Adam stopped just shy of the chemist’s shop, scanning the groups of loitering uniforms and patient horses. Constance craned her neck to look for the pale-eyed fellow from the photograph and failed utterly to see over the crowd.

Being short was dashed inconvenient at times.

Beside them, a makeshift stage had been erected at the side of the road. Neil stumbled back from a display of acrobatics by the foot of it as the actors stepped out from behind a curtain.

Ellie went oddly still as her attention locked on the performance. Her distant look gave Constance an itch of unease.

Adam noticed it as well. His eyes narrowed with concern and he put a hand to Ellie’s shoulder. “Hey, you all right?”

“What?” Ellie shook her head as though surfacing through deep water.

“You went over a bit funny there,” he elaborated patiently.

Ellie brushed off her skirt uncomfortably. “It’s… nothing.”

Adam clearly wasn’t convinced, but he didn’t press. “I’ll take a closer look at that shop,” he declared instead and slipped into the crowd.

Constance looked to the stage to see what might have made Ellie go over so strangely. Familiar characters strode across the platform—a muscular warrior with long hair and the mala necklace of an ascetic. A fellow with stuffed cheeks and a pinned-on tail, carrying a mace.

An even more impressive actor held up a bow, a quiver of arrows hanging on his back. His skin was painted a distinct sky blue.

“Oh—it’s the Ramayana!” Constance exclaimed. She pointed at the familiar characters. “Lord Rama’s the blue one. And that’s Hanuman, his loyal monkey companion, with the tail. The skinnier fellow must be Rama’s brother, Lakshmana.”

The curtain shimmered, and another actor stepped into view—a woman with fair skin and a shimmering sari, her hair dressed with flowers.

“And that’s Rama’s wife, Sita,” Constance added dryly. “Standing around doing nothing.”

Constance had never been very impressed by Sita. She was supposed to be divine, just like Rama and his companions—an avatar of the goddess Lakshmi. But what did she actually do?

Nothing, so far as Constance could tell. She gave longing looks while Rama won her hand in marriage. Joined him like a piece of luggage when he was exiled to a demon-haunted forest. Then she let herself get kidnapped by the evil Ravana, sparking Rama’s epic battle with the demon king.

What kind of goddess allowed herself to be kidnapped?

Not one that Constance was very impressed by.

A final player pushed through the curtain, his broad shoulders weighed down with ten maniacal faces.

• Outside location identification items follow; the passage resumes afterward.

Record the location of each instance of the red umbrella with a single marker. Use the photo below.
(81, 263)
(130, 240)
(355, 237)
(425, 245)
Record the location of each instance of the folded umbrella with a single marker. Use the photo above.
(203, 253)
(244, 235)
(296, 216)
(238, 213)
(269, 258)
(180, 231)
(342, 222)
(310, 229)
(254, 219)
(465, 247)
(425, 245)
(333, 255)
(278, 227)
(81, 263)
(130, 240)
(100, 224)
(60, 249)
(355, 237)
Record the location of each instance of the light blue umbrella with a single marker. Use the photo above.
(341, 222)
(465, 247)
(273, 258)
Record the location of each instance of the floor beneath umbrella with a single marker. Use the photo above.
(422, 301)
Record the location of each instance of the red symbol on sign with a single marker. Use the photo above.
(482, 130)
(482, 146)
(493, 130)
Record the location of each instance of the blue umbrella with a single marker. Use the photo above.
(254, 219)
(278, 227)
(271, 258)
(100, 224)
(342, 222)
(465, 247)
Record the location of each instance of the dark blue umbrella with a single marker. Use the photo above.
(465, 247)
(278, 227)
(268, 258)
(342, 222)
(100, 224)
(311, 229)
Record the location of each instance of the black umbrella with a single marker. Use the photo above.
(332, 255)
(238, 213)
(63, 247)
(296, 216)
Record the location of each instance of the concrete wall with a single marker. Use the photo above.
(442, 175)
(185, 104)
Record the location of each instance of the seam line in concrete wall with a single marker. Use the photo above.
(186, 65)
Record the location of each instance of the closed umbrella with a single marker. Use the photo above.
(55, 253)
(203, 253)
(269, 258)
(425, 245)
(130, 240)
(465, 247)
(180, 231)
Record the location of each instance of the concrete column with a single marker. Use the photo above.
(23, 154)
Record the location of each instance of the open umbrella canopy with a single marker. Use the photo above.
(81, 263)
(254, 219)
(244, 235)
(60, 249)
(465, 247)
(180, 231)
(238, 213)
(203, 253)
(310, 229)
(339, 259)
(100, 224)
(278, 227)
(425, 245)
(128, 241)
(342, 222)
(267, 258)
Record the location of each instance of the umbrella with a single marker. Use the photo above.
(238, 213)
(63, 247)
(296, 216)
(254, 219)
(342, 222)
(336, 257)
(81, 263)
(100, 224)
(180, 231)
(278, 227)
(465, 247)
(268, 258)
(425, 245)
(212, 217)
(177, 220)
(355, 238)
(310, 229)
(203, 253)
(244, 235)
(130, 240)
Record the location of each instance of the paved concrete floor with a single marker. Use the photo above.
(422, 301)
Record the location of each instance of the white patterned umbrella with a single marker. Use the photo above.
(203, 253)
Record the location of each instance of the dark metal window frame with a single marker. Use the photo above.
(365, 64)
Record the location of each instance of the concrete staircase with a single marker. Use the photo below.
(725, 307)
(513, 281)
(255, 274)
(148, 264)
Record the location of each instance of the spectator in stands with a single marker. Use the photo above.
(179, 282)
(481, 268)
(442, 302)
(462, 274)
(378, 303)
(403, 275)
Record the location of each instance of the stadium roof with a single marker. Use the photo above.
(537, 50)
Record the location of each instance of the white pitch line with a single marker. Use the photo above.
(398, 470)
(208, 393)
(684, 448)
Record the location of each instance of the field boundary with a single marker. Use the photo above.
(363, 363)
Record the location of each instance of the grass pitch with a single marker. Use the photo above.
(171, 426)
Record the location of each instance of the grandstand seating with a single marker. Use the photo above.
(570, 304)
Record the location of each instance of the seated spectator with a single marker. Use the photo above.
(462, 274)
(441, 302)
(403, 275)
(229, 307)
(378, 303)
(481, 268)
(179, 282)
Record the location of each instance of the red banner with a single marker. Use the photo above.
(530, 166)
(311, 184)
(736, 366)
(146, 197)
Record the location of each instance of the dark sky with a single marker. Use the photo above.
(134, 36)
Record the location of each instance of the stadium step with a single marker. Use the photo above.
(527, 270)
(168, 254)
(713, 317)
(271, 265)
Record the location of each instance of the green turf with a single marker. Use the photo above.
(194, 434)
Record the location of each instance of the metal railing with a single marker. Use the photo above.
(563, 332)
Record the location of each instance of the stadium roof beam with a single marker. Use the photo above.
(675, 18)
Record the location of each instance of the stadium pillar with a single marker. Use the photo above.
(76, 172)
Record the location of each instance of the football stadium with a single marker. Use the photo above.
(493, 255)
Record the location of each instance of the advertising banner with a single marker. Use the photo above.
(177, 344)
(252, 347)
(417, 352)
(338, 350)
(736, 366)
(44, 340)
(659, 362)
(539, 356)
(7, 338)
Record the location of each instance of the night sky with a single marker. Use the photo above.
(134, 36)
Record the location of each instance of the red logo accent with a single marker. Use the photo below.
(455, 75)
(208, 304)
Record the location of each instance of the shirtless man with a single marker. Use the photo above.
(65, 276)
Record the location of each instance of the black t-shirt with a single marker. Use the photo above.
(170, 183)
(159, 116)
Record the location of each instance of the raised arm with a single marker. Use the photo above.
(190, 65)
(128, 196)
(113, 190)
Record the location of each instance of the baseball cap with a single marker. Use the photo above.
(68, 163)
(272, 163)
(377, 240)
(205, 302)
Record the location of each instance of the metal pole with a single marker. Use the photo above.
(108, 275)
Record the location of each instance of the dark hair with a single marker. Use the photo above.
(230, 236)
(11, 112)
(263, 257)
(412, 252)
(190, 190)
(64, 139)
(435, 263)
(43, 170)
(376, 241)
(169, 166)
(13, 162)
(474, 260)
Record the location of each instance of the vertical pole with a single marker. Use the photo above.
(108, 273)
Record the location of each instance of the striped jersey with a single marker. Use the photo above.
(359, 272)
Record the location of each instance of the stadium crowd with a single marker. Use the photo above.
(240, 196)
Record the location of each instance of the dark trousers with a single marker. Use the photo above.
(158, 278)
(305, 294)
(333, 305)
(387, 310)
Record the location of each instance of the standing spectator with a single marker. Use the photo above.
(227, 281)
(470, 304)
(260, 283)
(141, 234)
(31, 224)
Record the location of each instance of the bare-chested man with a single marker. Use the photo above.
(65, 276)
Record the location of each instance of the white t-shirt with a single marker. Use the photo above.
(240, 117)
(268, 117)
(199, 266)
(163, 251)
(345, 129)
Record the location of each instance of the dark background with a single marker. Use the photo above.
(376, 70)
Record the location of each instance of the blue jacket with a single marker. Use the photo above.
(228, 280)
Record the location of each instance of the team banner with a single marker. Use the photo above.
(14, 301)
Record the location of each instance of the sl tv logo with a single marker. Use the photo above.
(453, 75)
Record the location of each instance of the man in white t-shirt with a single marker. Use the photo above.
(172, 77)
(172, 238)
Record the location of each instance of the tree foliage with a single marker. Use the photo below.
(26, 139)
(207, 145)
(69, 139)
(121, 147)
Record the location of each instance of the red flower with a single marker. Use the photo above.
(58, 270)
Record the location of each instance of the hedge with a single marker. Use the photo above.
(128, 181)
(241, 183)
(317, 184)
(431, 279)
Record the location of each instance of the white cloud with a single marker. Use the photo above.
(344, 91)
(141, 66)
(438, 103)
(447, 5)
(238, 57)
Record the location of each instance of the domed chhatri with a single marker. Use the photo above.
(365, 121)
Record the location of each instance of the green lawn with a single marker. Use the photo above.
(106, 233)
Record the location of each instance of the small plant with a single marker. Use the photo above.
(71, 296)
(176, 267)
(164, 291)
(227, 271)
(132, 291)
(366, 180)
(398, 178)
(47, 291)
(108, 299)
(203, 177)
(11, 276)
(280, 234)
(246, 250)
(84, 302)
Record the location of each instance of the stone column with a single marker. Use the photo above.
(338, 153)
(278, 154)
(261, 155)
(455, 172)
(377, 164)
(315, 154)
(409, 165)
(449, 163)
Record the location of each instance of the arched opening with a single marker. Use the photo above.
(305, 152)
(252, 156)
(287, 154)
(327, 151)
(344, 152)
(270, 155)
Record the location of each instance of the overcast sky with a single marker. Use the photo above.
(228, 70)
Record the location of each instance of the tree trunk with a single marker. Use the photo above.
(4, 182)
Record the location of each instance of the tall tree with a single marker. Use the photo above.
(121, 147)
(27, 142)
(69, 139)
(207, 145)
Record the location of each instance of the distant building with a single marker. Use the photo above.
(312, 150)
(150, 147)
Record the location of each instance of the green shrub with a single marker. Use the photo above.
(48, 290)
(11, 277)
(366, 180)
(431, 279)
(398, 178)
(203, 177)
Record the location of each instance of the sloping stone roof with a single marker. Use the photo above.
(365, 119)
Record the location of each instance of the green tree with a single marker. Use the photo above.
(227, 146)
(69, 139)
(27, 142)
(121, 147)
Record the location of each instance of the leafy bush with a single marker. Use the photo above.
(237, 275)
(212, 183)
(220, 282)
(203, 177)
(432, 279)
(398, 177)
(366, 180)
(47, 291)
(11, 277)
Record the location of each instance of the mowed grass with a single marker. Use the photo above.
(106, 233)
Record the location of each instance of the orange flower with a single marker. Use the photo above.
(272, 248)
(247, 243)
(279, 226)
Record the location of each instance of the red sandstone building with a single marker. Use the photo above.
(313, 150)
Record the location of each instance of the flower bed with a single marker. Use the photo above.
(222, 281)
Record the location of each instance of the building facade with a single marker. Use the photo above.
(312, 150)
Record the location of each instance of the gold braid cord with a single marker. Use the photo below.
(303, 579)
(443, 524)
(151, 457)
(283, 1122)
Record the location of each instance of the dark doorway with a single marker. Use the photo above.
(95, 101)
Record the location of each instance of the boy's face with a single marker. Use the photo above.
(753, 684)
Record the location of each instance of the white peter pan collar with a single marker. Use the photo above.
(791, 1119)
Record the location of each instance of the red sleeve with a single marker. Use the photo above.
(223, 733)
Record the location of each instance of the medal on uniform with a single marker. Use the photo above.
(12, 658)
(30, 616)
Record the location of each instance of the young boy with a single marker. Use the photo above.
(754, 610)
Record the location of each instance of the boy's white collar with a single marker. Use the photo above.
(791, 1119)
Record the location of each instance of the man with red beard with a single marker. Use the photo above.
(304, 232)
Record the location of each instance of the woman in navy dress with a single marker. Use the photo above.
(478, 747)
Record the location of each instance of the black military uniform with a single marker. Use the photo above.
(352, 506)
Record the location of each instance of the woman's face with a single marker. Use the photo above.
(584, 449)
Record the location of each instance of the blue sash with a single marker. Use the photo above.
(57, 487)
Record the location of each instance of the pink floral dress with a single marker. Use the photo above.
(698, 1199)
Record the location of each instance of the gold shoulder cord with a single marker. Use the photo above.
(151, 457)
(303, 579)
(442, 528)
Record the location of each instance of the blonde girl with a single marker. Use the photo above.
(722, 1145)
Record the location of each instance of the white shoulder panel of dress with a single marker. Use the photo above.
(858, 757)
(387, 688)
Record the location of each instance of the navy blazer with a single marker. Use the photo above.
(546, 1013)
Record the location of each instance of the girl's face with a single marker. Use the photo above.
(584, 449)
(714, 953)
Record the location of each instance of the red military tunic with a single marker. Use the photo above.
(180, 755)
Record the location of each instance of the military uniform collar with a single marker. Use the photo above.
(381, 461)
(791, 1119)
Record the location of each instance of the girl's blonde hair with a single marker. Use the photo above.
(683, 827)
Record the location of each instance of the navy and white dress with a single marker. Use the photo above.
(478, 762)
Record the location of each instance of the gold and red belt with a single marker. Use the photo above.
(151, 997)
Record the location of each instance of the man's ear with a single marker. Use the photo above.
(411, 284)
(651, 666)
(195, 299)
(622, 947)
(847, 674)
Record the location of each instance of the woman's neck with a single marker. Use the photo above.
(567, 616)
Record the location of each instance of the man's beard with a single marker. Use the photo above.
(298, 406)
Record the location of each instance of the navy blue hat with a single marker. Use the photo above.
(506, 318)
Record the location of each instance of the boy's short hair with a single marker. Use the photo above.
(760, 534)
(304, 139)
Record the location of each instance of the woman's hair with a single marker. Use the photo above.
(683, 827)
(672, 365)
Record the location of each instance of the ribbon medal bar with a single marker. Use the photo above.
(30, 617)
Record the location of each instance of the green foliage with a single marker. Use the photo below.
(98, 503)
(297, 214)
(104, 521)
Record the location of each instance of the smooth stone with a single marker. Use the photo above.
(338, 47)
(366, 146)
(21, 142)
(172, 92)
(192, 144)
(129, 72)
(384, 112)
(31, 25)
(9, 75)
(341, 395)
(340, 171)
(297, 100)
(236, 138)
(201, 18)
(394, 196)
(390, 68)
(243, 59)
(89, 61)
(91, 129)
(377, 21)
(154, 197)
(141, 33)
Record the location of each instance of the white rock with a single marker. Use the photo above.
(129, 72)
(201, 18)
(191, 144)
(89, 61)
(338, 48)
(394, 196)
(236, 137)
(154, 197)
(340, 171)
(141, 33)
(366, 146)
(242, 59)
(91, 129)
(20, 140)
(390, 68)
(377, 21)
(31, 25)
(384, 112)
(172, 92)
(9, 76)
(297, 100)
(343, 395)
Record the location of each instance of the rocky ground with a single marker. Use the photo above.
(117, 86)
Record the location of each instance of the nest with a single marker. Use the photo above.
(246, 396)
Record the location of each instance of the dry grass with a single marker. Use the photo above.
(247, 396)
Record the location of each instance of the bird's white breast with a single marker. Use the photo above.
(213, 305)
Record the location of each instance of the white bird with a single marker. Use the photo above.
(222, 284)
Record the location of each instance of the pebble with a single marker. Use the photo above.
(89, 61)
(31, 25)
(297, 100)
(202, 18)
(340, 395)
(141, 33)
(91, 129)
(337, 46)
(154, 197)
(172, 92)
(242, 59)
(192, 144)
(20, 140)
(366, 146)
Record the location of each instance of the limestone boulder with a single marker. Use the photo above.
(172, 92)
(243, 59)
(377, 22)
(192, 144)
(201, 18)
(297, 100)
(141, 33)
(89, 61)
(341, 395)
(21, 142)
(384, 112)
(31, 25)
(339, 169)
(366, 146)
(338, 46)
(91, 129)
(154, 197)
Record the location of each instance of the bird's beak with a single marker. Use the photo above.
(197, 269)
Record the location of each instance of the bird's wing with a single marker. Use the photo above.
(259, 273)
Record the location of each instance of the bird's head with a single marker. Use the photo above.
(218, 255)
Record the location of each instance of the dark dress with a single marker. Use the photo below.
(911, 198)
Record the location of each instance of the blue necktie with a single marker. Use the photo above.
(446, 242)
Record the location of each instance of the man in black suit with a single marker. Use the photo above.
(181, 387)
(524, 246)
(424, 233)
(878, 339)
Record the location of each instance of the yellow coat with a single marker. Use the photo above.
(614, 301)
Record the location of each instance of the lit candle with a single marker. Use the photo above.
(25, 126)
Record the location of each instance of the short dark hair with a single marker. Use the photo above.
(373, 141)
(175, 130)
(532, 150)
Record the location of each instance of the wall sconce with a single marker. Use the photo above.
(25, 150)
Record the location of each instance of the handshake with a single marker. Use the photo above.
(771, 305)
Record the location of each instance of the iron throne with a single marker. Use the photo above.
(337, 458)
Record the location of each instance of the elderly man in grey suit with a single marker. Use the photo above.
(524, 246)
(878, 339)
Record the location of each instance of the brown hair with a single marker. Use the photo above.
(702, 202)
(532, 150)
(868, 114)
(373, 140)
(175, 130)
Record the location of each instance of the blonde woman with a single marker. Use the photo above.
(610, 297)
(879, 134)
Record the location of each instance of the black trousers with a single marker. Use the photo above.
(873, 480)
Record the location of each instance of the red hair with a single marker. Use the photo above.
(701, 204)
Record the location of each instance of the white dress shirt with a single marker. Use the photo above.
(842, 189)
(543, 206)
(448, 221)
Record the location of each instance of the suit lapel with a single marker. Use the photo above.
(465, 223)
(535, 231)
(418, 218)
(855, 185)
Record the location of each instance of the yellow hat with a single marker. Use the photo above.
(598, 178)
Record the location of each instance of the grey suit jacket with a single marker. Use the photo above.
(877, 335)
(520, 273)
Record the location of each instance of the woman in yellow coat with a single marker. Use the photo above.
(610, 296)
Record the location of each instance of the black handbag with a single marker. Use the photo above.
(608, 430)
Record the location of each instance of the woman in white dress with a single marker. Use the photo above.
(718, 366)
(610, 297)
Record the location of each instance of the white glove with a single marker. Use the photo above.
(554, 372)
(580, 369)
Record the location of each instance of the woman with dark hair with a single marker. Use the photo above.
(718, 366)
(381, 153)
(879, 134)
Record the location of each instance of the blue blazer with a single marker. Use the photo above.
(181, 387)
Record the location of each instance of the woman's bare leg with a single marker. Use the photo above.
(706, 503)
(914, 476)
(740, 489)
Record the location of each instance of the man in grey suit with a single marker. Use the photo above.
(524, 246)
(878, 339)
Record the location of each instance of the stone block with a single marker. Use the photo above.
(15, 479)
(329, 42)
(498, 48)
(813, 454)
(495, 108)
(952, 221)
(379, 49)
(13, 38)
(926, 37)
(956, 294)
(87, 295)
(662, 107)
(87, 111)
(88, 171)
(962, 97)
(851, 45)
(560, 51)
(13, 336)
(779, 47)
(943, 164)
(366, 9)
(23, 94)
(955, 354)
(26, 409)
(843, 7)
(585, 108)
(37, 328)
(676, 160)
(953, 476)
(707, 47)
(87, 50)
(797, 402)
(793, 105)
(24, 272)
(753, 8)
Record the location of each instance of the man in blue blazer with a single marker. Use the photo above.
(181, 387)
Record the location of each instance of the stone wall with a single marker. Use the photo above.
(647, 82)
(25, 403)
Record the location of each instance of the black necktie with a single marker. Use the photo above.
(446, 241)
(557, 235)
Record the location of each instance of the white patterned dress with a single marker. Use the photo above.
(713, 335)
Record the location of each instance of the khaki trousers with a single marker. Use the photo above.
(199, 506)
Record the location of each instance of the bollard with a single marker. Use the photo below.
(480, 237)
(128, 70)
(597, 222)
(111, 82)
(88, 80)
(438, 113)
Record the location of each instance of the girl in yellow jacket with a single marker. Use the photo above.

The extra heads were all made of papier-maché, cleverly scaffolded around the actor’s face—not that Constance could see it yet through the undulating sea of humanity.

She pushed up on her toes for a better look. The bodies parted, and she found herself staring at a stranger—straight-backed, silver-haired, and sun-weathered with an officer’s peaked cap and pale gray eyes.

The howling heads of the demon king framed the man so perfectly that for a moment, Constance was taken in by an illusion.

How odd, she thought, that the demon king of Lanka would be played by an old white man.

Neil grabbed her arm. “Hold on—isn’t that Borthwick?”

Constance blinked away her confusion as the figure of Ravana straightened, revealing that a young Indian fellow actually wore the costume, his face painted to match the scowling papier-maché masks braced on his broad shoulders.

It had been a trick of perspective. Borthwick, left behind, turned and slipped away into the mass of close-packed bodies.